Hugh Masekela – Albums, Interviews, and News | Songlines

Hugh Masekela Profile

(Photo: Brett Rubin)

  • Born: 1939
  • Died: 2018
  • Related Artists: Miriam Makeba, Ladysmith Black Mambazo, Abdullah Ibrahim, Hugh Masekela
  • Related Countries: South Africa
  • Related Genres: Township jazz, Mbaqanga

Known as the 'father of South African jazz,' horn player Hugh Masekela was one of South Africa's finest musicians who used his music to protest against the apartheid regime


Hugh Masekela (photo: Brett Rubin)

Hugh Masekela (photo: Brett Rubin)

There’s an extraordinary photo of the 16-year-old Hugh Masekela taken in the South African township of Sophiatown in 1955 on the day he received a new trumpet sent from America by Louis Armstrong. 

The image of him leaping for joy with the instrument waved triumphantly above his head personified so much about both his music and his spirit.  

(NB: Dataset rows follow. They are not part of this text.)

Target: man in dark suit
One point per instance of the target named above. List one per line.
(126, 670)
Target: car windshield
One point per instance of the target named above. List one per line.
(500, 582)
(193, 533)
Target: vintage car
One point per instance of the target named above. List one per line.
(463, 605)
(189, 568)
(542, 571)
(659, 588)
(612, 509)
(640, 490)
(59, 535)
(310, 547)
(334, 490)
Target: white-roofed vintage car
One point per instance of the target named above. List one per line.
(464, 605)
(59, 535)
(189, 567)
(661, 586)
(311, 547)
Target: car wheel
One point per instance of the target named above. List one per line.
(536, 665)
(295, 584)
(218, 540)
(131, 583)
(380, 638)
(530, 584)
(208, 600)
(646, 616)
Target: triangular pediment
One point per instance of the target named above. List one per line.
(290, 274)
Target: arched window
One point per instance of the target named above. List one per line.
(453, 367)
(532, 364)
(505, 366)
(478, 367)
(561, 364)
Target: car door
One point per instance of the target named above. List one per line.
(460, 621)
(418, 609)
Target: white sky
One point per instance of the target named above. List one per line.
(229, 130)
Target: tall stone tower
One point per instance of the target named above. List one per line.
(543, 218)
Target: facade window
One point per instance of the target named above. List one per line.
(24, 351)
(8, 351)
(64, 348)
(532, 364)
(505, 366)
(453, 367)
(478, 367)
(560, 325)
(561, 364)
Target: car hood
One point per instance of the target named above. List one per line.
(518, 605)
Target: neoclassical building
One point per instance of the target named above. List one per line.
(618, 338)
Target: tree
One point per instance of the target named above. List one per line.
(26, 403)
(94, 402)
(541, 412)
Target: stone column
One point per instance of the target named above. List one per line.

Hugh Masekela (photo: Brett Rubin)

Hugh Masekela (photo: Brett Rubin)

Songs such as ‘Stimela’, on which he recounted the hardship of black migrant workers in South Africa’s coal mines, or ‘Soweto Blues’, which he wrote for his ex-wife Miriam Makeba to sing after the 1976 township massacre, chronicled the struggles and sorrows of his people. Yet his music was imbued with a resilient joy and a defiant hope that one day his country would be free.  

Hugh Masekela (photo: Brett Rubin)

Hugh Masekela (photo: Brett Rubin)

By 1960 he was in exile in America, where Miles Davis gave him some advice that shaped his musical vision. You’re just going to be a statistic if you play jazz,’ Davis told him. ‘But if you put in some of the stuff you remember from Africa, you’ll be different from everybody.’ 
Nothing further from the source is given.